Mickey wrote: "I played vp heavily for about ten years doing 1 to 1.5 million hands per
year. My guess on dealt royals is somewhere around a dozen and a half. I’ve hit royals every way they can be hit. But the one that took the longest to come to fruition was throwing five cards away and coming up with a royal. It took me ten years to do it. It occurred on a spin poker. And its the only royal I’ve ever made that way. "

The infamous redraw royal, those are even harder to get. The redraw hits used to be fun on multiplays due to a certain feature which has been removed.

I’ve played for more than ten years, every weekend when Kansas City had good video poker, less now that we have to do our play in St. Louis, Tunica and Las Vegas. I’ve had two dealt royals in that time and strangely they both happened about six months apart in a year where we were not playing every weekend. I’ve never had a drawn royal. I know the odds of being dealt a royal are about one every 650,000 hands. I’ve always had trouble working out probability problems. How would you calculate how many hands on average for a drawn royal? I think it would be the probability of being dealt no hold cards times 650,000, but I don’t know how to calculate the probability of being dealt no hold cards.

Re: Odds of making a royal through throwing all five cards away on the flop.

This is not an easy calculation for me because of variables. And I’m not known for trying to come up with proper equations when I have no financial incentive. So I can ball park the thing pretty easy but won’t attempt to zero in.

At 9/6 Jacks the game stats show 84,360 combinations out of 2,598,960 where you will throw away all five cards. Thats a frequency of 30.81 games.

With 47 cards left in the deck there are 1,533,939 possible combinations (47X46X45X44X43/5X4X3X2X1).

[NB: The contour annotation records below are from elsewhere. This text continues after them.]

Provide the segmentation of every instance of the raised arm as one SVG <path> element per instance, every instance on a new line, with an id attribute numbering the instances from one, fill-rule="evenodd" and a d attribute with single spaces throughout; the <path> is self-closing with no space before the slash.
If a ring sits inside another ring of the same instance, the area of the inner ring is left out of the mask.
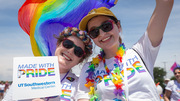
<path id="1" fill-rule="evenodd" d="M 154 47 L 158 46 L 163 38 L 173 3 L 174 0 L 156 0 L 156 8 L 147 27 L 149 39 Z"/>

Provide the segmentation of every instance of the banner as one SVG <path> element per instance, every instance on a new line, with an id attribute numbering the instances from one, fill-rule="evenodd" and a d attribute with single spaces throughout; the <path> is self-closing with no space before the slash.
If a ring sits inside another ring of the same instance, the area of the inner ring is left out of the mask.
<path id="1" fill-rule="evenodd" d="M 13 100 L 58 96 L 60 85 L 56 56 L 13 59 Z"/>

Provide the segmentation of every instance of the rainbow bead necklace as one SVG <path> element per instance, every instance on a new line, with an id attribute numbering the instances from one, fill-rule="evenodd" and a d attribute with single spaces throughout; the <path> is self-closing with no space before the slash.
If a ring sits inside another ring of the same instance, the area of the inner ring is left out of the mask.
<path id="1" fill-rule="evenodd" d="M 103 61 L 104 68 L 110 77 L 110 78 L 107 78 L 106 76 L 104 77 L 105 85 L 107 86 L 108 80 L 111 80 L 116 87 L 116 89 L 114 89 L 113 93 L 116 96 L 119 95 L 119 96 L 124 97 L 124 99 L 126 99 L 125 91 L 122 89 L 123 79 L 122 79 L 122 76 L 120 75 L 121 74 L 120 72 L 123 71 L 122 59 L 123 59 L 124 54 L 125 54 L 125 45 L 122 43 L 122 44 L 120 44 L 120 46 L 118 47 L 118 51 L 116 52 L 115 64 L 114 64 L 115 69 L 113 70 L 114 73 L 111 73 L 111 71 L 109 70 L 109 68 L 106 65 L 105 58 L 104 58 L 105 53 L 102 49 L 100 51 L 100 54 L 98 54 L 95 58 L 92 59 L 91 65 L 89 65 L 89 69 L 86 71 L 88 73 L 88 76 L 86 78 L 87 82 L 84 85 L 90 89 L 90 92 L 89 92 L 89 95 L 91 96 L 90 101 L 94 101 L 94 100 L 98 101 L 98 96 L 96 95 L 95 90 L 97 89 L 97 84 L 99 83 L 99 81 L 102 80 L 102 78 L 100 78 L 100 80 L 95 80 L 93 74 L 95 71 L 95 67 L 98 66 L 100 61 Z M 96 83 L 96 85 L 95 85 L 95 83 Z M 114 100 L 121 101 L 120 99 L 116 99 L 116 98 Z"/>

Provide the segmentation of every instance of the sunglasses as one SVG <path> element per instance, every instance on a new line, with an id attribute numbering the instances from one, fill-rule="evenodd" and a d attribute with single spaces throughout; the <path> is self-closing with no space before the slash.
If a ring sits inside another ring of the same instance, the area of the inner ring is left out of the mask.
<path id="1" fill-rule="evenodd" d="M 109 32 L 113 29 L 113 20 L 107 20 L 104 23 L 102 23 L 99 27 L 96 27 L 94 29 L 91 29 L 88 32 L 88 35 L 94 39 L 99 36 L 99 29 L 103 30 L 104 32 Z"/>
<path id="2" fill-rule="evenodd" d="M 62 42 L 62 45 L 63 45 L 63 47 L 65 47 L 67 49 L 71 49 L 71 48 L 74 47 L 74 54 L 77 57 L 82 57 L 82 56 L 84 56 L 86 54 L 85 51 L 81 47 L 76 46 L 74 44 L 74 42 L 69 40 L 69 39 L 64 39 L 63 42 Z"/>

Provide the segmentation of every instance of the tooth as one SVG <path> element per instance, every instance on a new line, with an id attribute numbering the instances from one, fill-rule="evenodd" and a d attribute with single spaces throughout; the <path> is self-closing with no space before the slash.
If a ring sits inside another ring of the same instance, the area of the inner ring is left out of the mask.
<path id="1" fill-rule="evenodd" d="M 106 40 L 108 40 L 110 37 L 107 37 L 107 38 L 105 38 L 105 39 L 103 39 L 102 41 L 106 41 Z"/>
<path id="2" fill-rule="evenodd" d="M 70 60 L 70 58 L 68 58 L 66 55 L 63 54 L 63 57 L 65 57 L 67 60 Z"/>

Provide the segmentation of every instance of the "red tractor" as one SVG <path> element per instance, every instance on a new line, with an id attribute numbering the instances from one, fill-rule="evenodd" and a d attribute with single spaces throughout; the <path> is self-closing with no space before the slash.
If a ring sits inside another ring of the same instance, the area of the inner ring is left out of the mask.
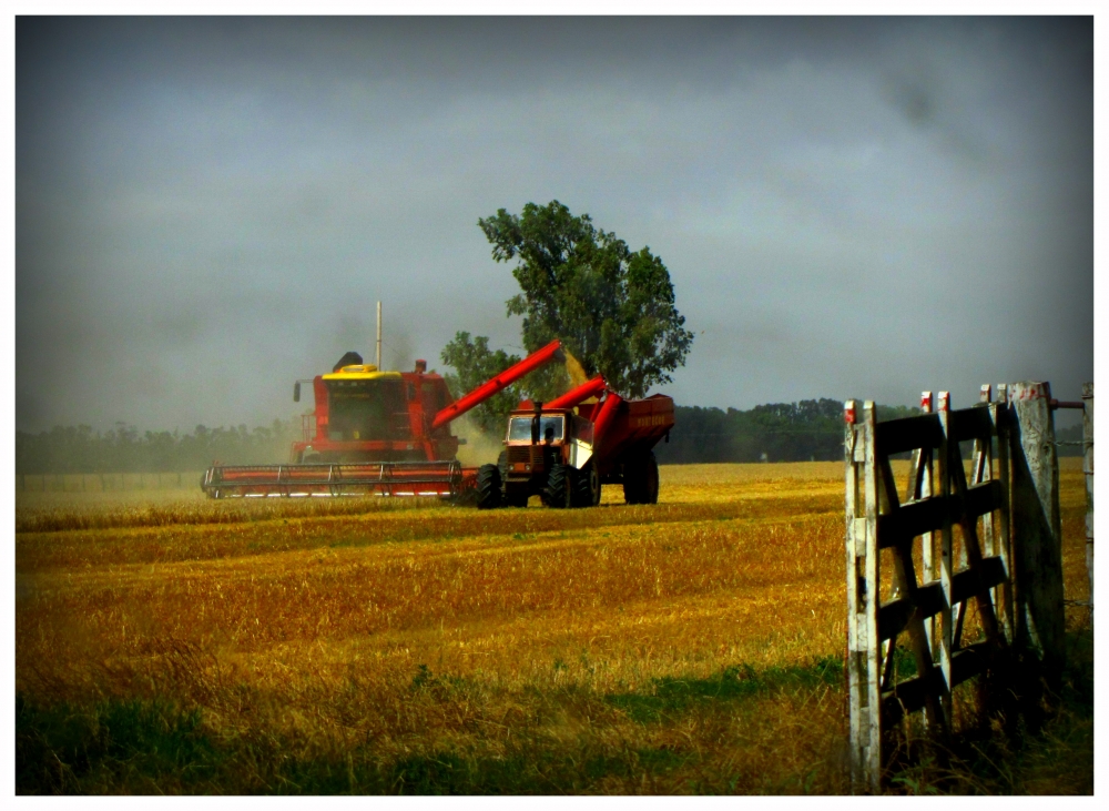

The problem from here on out is probably over 50% of the time the five card hand you throw away will have a ten in it. Which means there will be only 3 possible royals remaining in the deck. I’m going to go with 55%.

1,533,939/3 = 511,313
1,533,939/4 = 383,485

So 55% of the time it will be 30.81 X 511,313 = 15,753,553

And 45% of the time it will be 30.81 X 383,485 = 11,815,172

Averaging it together I come up with a frequency of 13,981,282. So you could say 1 in 14 million hands. No wonder it took me so long to hit one.

This is my take on it but I’m just an amateur mathematician. I’ll leave it up to better mathematicians to zero in on the frequency.